Base Knowledge
No previous courses are advised.
Teaching Methodologies
The teaching of the course is based on classroom exposition and laboratory classes in which will be carried out related experimental work. The assessment is done by weighting the scores for a final exam, as well as those resulting from the implementation and reporting of laboratory work.
Learning Results
Provide the theoretical and practical aspects of the analysis and synthesis of digital systems (combinational and sequential). To provide an introduction to digital systems design using computational tools to specification with hardware description languages, simulation and synthesis. Skills: To know, understand, and apply learning to use sizing systems. To know and understand the principles of Digital Systems. Understanding and mastering the Boolean Algebra. To know, understand the combinational circuits from the point of view of analysis and synthesis. To know, understand and learn the circuits and sequential state machines in terms of analysis and synthesis. To know, understand and learn to use reconfigurable logic circuits. To know and understand flowcharts and technical design of systems. To know, understand, and apply learning to use sizing systems.
Program
Theoretical elements: Numbering systems; Binary, octal and hexadecimal system, Base conversion, Binary arithmetic; Multiplication and division; Binary coding 2. Introduction to Digital Systems. 3. Boole’s algebra; Logical functions; Truth tables, Simplification; Algebraic manipulation, Karnaugh maps. 4. Combinatory circuits; Doors and logic and logic circuits; Decoders and encoders; Multiplexer and demultiplexer; Comparators; Adders and subtractors. 5. Sequential circuits; Memory elements; Synchronous sequential circuits; Accountants. 6. Sequential circuits and state machines: analysis and synthesis; 7. Reconfigurable logic circuits; FPGAs; Configuration tools. Notion of control and data path. Synchronization of logic circuits.
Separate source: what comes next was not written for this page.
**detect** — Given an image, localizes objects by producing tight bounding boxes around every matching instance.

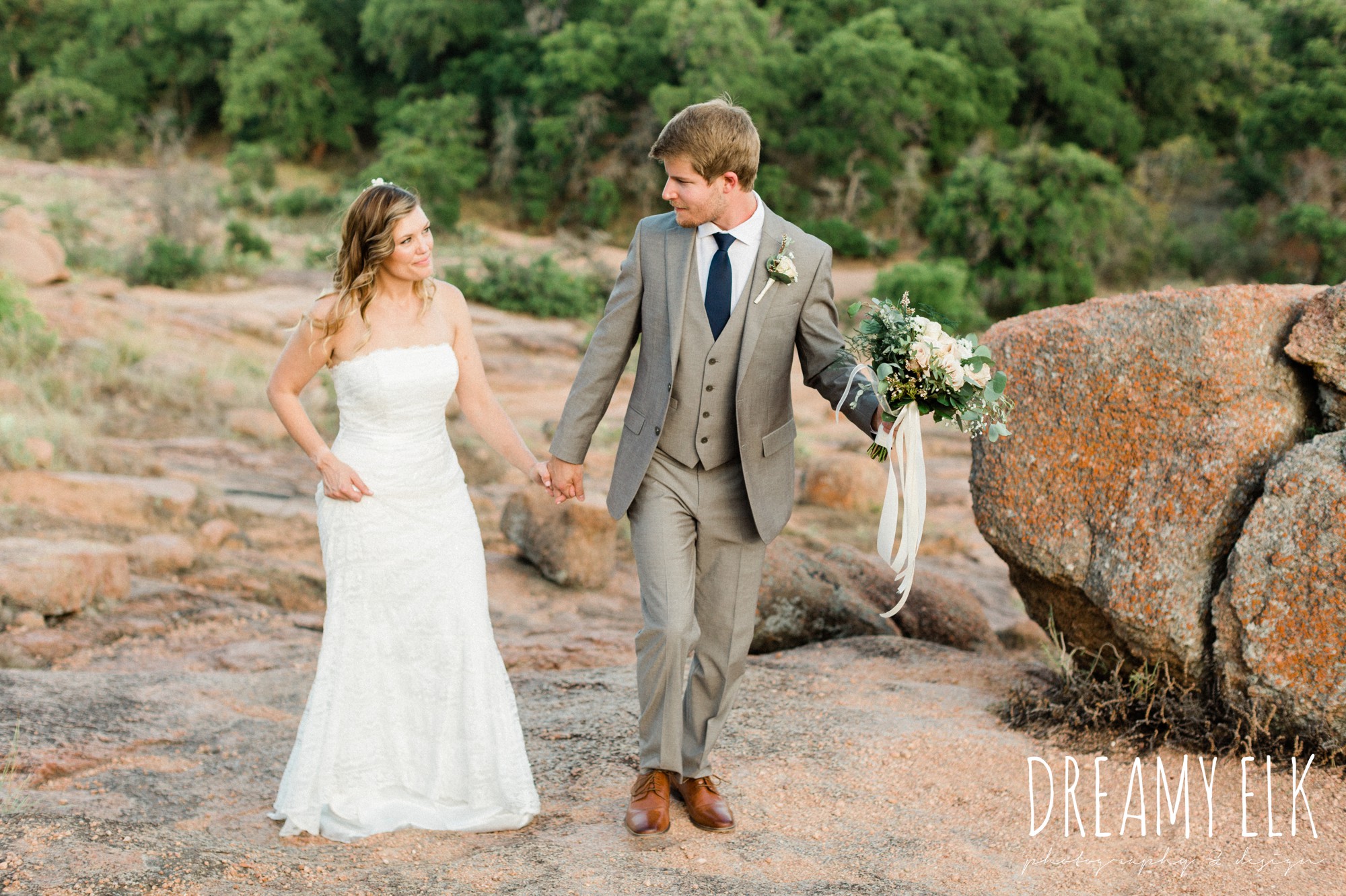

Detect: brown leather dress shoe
[626,768,670,837]
[673,775,734,833]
Introduction to microprocessor architecture and assembly language. Laboratory practice: combinational circuits; Comparators; Multiplexer; Multiplier; Encoders and Decoders;Introduction to the logic circuit synthesis and FPGA tools; Introduction to assembly language and the structure of a general purpose processor.
Curricular Unit Teachers
Internship(s)
NAO
Bibliography
- ·Frank Vahid. (2011). Digital Design with RTL Design, VHDL, and Verilog. NewYork: John Wiley and Sons Publishers.
- Morris Mano e Charles Kime. (2015). Logic and Computer Design Fundamentals. Londres: Prentice-Hall.
- Morgado Dias. (2010). Sistemas Digitais, Princípios e Prática. Lisboa: FCA.
- L. CUESTA – GIL PADILLA – F. REMIRO. (1993). ELECTRÓNICA DIGITAL. Madrid: McGraw-Hill.